Nesout-bity : Menkhéperrê, La Manifestation de Rê est durable. Articles connexes : Translittération et Transcription des hiéroglyphes. La transcription des noms royaux égyptiens est caractérisée par quatre faits notables. Contrairement à l’habitude des monarchies européennes modernes, les Anciens Égyptiens tout imprégnés de leur vision cyclique du temps, n’ont pas numéroté les prénoms de leurs souverains afin de les inscrire dans la continuité. Chepseskaf à Sebercheres ou à Sasychès.

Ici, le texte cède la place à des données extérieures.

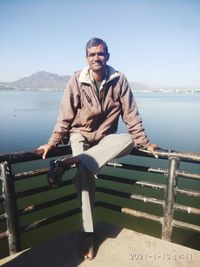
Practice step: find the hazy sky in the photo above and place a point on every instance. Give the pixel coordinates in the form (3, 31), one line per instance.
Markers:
(152, 42)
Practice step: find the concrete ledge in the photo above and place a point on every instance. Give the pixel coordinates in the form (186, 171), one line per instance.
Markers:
(115, 247)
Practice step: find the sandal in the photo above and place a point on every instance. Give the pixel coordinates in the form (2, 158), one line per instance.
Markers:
(87, 246)
(54, 175)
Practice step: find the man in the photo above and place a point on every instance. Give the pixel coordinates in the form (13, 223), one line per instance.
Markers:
(93, 101)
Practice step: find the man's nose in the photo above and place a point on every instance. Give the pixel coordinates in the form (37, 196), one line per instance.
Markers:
(96, 56)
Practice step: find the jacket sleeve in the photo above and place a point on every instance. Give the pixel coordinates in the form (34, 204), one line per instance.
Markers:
(131, 116)
(67, 113)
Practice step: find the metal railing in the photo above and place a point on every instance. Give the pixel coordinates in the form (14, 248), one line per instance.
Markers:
(12, 213)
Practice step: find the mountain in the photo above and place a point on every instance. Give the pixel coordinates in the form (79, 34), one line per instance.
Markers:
(43, 80)
(38, 81)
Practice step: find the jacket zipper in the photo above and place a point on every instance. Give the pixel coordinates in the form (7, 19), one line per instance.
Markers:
(88, 98)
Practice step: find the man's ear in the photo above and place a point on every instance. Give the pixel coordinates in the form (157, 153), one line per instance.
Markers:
(107, 56)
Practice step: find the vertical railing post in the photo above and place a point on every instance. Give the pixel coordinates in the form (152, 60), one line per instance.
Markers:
(170, 197)
(10, 208)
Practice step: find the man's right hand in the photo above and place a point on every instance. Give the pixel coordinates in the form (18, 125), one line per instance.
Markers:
(46, 148)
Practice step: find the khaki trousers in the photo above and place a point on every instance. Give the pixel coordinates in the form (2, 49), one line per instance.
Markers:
(92, 159)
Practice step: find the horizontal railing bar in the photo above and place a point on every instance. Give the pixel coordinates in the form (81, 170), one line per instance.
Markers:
(32, 173)
(191, 193)
(24, 156)
(66, 150)
(3, 235)
(29, 174)
(137, 168)
(189, 210)
(129, 196)
(186, 226)
(127, 211)
(47, 204)
(131, 181)
(166, 154)
(151, 170)
(49, 220)
(37, 190)
(189, 175)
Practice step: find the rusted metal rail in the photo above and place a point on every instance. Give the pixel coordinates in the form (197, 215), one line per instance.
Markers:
(9, 196)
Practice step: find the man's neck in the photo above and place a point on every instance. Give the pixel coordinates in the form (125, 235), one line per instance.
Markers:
(98, 75)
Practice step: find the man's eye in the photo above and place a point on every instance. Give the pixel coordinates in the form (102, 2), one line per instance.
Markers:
(100, 54)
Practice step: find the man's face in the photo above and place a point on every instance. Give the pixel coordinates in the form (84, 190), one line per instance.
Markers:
(97, 57)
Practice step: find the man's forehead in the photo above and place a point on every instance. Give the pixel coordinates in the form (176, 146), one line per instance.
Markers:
(99, 47)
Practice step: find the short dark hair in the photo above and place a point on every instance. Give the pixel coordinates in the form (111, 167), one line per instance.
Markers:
(95, 42)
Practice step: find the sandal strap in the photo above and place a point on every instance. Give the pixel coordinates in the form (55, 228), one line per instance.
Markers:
(59, 163)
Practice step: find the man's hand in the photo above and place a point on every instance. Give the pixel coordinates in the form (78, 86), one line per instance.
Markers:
(46, 148)
(152, 149)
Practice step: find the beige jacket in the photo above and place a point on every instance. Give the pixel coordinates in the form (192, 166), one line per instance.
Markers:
(96, 114)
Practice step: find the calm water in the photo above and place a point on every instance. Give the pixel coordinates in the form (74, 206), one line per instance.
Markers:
(170, 120)
(27, 119)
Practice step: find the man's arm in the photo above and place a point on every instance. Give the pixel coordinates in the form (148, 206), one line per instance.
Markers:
(132, 119)
(67, 113)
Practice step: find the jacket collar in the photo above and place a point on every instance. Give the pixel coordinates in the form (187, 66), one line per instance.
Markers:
(85, 75)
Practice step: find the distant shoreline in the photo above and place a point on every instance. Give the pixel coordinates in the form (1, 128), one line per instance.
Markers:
(164, 91)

Troisièmement, une des règles de l’écriture hiéroglyphique est l’antéposition honorifique du glyphe divin. Cette règle de lecture est ignorée des premiers égyptologues qui ont ainsi transcrit fautivement le sigle divin en premier. Le cartouche royal personnifié empoignant deux prisonniers par les cheveux. En lieu et place du pharaon, le cartouche d’une main empoigne un ennemi par les cheveux tandis qu’avec l’autre il brandit une massue pour l’assommer.

Article connexe : Horus et la titulature royale. Serekh du roi Ouadji, vers 3020 av. Dans les textes hiéroglyphiques, le nom d’Horus est facilement discernable. Cette image est ainsi l’évocation du concept du roi, nouvel Horus, vivant dans son palais terrestre. Les Deux Maîtresses Nekhbet et Ouadjet. Le nom de Nebty ou nom des Deux Maîtresses place le pharaon sous la protection des deux déesses Nekhbet et Ouadjet.